Computational heat transfer modeling of thermal energy storage canisters

A computer code has been developed for analyzing the phenomena occurring in cylindrical metal canisters containing a high temperature Phase Change Material (PCM). Such canisters are normally used as thermal storage elements in heat receivers of solar dynamic power systems for low orbit space vehicles. The code will be a useful canister design tool and it is able to predict the temperature distributions and the void behavior in the canisters. These in turn can be used for the canister thermal stress analyses.; The emphasis in the development of the code is made on accurate descriptions of the solid-liquid phase change process, void dynamics and heat transfer, convective and radiative heat transfer modes in the PCM. The capabilities of the code include computations of three dimensional and axisymmetric heat transfer and fluid mechanics phenomena inside the canisters. The code validation has been made based on the results of ground tests and two Thermal Energy Storage flight experiments, TES-1 and TES-2.; The validated code has been used for canister analyses.
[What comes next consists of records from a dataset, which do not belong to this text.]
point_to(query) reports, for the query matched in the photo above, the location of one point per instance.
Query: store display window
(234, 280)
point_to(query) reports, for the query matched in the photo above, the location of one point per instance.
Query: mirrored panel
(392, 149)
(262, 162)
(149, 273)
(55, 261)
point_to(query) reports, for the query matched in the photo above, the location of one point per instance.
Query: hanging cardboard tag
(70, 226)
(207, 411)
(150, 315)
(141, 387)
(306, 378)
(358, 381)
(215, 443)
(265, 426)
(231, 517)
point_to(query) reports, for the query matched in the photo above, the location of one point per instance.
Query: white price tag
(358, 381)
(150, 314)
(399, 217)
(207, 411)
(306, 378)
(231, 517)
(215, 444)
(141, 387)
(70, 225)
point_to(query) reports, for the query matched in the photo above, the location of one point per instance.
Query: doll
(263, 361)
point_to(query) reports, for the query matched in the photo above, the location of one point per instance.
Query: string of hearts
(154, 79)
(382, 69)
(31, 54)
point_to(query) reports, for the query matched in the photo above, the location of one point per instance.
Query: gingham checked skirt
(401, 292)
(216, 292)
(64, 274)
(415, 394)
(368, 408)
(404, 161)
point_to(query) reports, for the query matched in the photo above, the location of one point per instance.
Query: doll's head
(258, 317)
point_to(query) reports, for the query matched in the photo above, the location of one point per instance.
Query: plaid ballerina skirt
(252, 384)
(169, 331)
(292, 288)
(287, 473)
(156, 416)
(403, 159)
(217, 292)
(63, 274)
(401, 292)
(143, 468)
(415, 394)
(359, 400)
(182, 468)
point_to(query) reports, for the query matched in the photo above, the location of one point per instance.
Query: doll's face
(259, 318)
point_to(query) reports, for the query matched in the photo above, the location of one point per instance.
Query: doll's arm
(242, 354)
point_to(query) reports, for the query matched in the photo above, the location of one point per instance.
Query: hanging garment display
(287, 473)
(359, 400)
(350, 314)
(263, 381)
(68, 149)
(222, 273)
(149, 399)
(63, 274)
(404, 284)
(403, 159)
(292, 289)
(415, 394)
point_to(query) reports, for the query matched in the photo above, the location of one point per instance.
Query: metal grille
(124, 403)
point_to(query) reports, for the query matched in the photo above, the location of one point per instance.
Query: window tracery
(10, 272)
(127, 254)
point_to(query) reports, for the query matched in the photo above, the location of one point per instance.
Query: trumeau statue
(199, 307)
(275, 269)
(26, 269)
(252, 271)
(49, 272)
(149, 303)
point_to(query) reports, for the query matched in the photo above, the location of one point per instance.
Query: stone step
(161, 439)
The following features have been examined: (1) the location of "hot spots" in the canister, especially canister walls; (2) the void location and heat transfer predictions; (3) the importance of radiative and convective heat transfer modes in the void and liquid PCM; and (4) influence of three-dimensional versus axisymmetric boundary conditions on the canister performance.; The code could be also used to analyze canisters of geometries different from cylindrical and other phenomena involving solid-liquid phase change.